Client Credentials Grant
The Client Credentials Grant flow is used when authenticating with the backend as a Client. This form of authentication grants read-only access to the entire project the Client was created under.
To use this flow you must have first created a Client in your project. This can be done via the UI by going to Project Settings then API. Note only users with admin rights to the project will be able to create Clients.
Once you have created a Client you can use the clientId and clientSecret to authenticate. Be sure to change <your-project-id>
in the URL to the id of your project.
Request:
curl -H "Content-Type: application/json" \
-d '{"client_id":"39a469c6a2ea471392af28b9b0610c5f","client_secret":"d46b7cce50c2498ba93bd7d44e4d4432","grant_type":"client_credentials"}' \
https://api.yourdomain.com/project/<your-project-id>/client/authenticate
Response:
{
"access_token": "eyJhbGciOiJIUzI1NiIsInR5cCI6IkpXVCJ9.eyJjbGllbnRJZCI6MSwiYXVkIjoiZDQ2YjdjY2U1MGMyNDk4YmE5M2JkN2Q0NGU0ZDQ0MzIiLCJpYXQiOjE1Mjg3MTcxMjAsImV4cCI6MTUyODcyMDcyMH0.FI3v0fsglCYImPR2O_qT38rRGN24zq9vvKNwoD3lIE4",
"token_type": "bearer",
"expires_in": 3600
}
The authentication response contains access_token
which is a JWT identifying the authenticated Client. The access token is used by adding it as the Authorization
header when making requests to secure endpoints e.g.

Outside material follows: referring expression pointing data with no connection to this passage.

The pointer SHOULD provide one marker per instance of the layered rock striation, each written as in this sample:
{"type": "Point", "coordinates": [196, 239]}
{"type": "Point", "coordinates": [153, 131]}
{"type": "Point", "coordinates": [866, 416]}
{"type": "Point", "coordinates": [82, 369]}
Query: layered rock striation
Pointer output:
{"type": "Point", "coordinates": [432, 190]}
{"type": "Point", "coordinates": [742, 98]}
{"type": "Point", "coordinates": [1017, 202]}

curl -H "Authorization: Bearer eyJhbGciOiJIUzI1NiIsInR5cCI6IkpXVCJ9.eyJ1c2VySWQiOjEsImlhdCI6MTUxOTc4OTcwNiwiZXhwIjoxNTE5NzkyNzA2fQ.yYbuJ7m4u_PxyeIDw0TbAHko-cdyh0iVkUtd6hRJDAA" \
https://api.yourdomain.com/project/<your-project-id>/entry-type/
Refreshing the access token
Unlike the Resource Owner Password Credentials Grant flow, this flow does not support refreshing the token.